The field of forensic toxicology familiar to most people involves drug testing athletes or job applicants, or alcohol testing drivers suspected of driving under the influence. These tests are straightforward and designed to determine whether a person’s system contains a certain substance, and how much. They are based on known relationships between the test’s result and the amount of the substance used. For instance, breathalyzer tests are based on the idea that a certain amount of alcohol in a person’s breath coincides with a known amount of alcohol in their blood.
Postmortem toxicology is a related field in which examiners test samples taken from the deceased. While a medical examiner performing an autopsy has access to more samples (for instance, blood and liver samples may be taken from a car accident victim’s body and tested for alcohol), the interpretation of these samples may be more difficult.
A breathalyzer test only needs to show the intoxication level at the time of the test. A urine test for illegal drugs generally only needs to show whether the person used drugs, not how much. At an autopsy, however, the critical information may be the blood alcohol content (BAC) at the time of death, or the amount of a particular substance used, to determine whether the substance contributed to the death. Many of the processes that occur after death obstruct these determinations. For example, bacteria that multiply in a body after death may produce alcohol, skewing the results by increasing the apparent blood alcohol content.
An experienced toxicologist, however, understands these complications and can perform multiple tests to verify their results.
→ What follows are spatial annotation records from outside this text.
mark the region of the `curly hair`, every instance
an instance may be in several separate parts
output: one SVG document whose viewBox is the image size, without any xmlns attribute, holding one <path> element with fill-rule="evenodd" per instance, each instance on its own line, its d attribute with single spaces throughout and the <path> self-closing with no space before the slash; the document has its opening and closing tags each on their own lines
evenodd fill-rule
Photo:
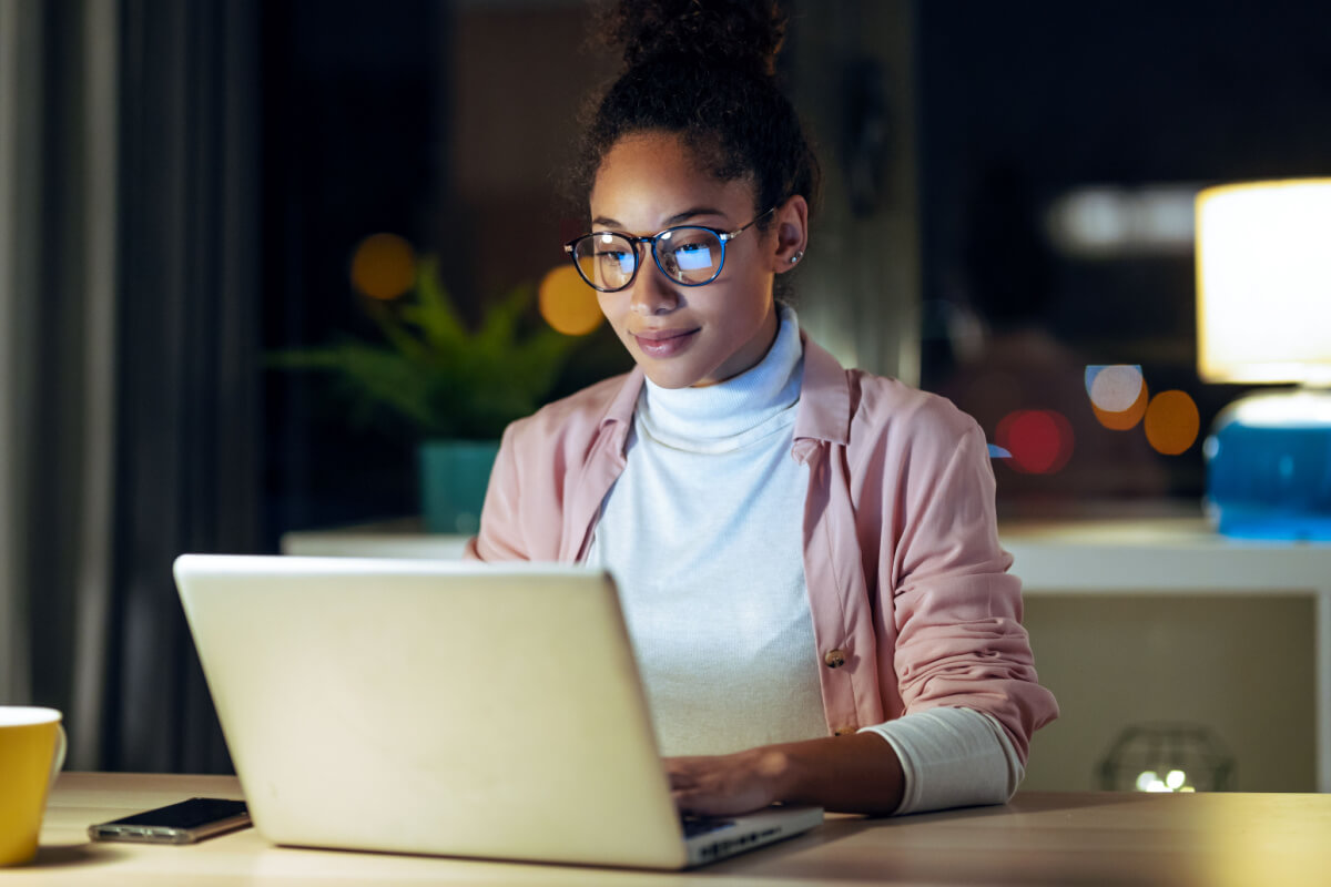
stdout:
<svg viewBox="0 0 1331 887">
<path fill-rule="evenodd" d="M 622 138 L 667 132 L 720 181 L 752 181 L 759 211 L 793 194 L 817 203 L 817 158 L 776 82 L 785 39 L 776 0 L 620 0 L 600 29 L 623 47 L 626 70 L 584 126 L 572 182 L 580 199 Z"/>
</svg>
The vitreous humor, the clear gel between the lens and retina, for instance, is a more reliable indicator than ante mortem BAC levels because its alcohol content will not change after death.
Postmortem toxicology is important in evaluating the cause of death, even if there isn’t enough of a drug in the deceased’s system to cause an overdose, because impairment due to drug or alcohol use can frequently contribute to the cause of death. The most obvious example of this is drunk driving, where intoxication may lead to a deadly collision, but other drugs may increase the danger of a situation as well.
Alcohol is the most thoroughly studied drug when it comes to impairment. Toxicologists can tell when a person was impaired by alcohol before death more easily than they can judge impairment by other substances. The presence of marijuana in urine, for example, indicates it was used in the past, but shows neither when it was used nor how it affected the user.
Since many kinds of substance abuse may lead to potentially dangerous impairment, and the effects on a user may be complicated if multiple interacting drugs were used, and since different users may be affected in different ways, examiners frequently need more information than simple the quantity of a given drug found in the system. Witnesses may be needed to judge the behavior and apparent impairment of the user before death.